Malefica (meaning "witch" or "sorceress") is a genus of hadrosaurid dinosaur from the Late Cretaceous (Campanian) Aguja Formation of Texas, United States. The type and only species is Malefica deckerti.

== Discovery and naming ==
The holotype of Malefica deckerti, TxVP 41917-1, is a partial left maxilla recovered from Bruja Canyon in Big Bend National Park. In 2002, it was assigned to the genus Kritosaurus, as cf. K. navajovius. Twenty years later, it was discovered to contain a number of useful diagnostic traits that allowed it to be described as a new taxon, despite being fragmentary. The generic name, "Malefica", means "witch" or "sorceress" in Latin, referring to its discovery in Bruja Canyon (bruja being Spanish for "witch"). The specific name, "deckerti", honors Frank Deckert, the specimen's discoverer and former superintendent of Big Bend National Park.

== Classification ==
Prieto-Márquez & Wagner (2023) performed a phylogenetic analysis which recovered Malefica as a basal member of the Hadrosauridae, outside the clade Saurolophidae (=Euhadrosauria), which contains the major subfamilies Lambeosaurinae and Saurolophinae.

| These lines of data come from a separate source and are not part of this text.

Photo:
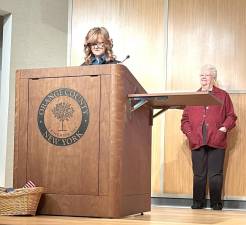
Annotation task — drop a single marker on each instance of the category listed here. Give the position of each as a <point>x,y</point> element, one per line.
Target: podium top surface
<point>176,100</point>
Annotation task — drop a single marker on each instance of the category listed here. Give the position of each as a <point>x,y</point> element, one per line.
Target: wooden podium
<point>82,133</point>
<point>76,136</point>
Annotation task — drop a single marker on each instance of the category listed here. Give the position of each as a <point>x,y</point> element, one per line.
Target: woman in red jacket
<point>206,129</point>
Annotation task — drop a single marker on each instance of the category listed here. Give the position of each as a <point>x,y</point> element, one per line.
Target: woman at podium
<point>206,128</point>
<point>98,47</point>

This, along with the recovery of several hadrosauromorph taxa at the base of Hadrosauridae, adds to a greater diversity of non-saurolophid hadrosaurids known from the Santonian to Maastrichtian.

== Paleoenvironment ==
The Aguja Formation outcrops both in Texas and the neighboring Mexican states of Chihuahua and Coahuila. Malefica is known from the Texan side. Other animals found in this area include the contemporary basal hadrosaurid Aquilarhinus, the lambeosaurine Angulomastacator, the pachycephalosaur Texacephale, the ceratopsid Agujaceratops, a dromaeosaurid similar to Saurornitholestes, and the giant alligatoroid Deinosuchus.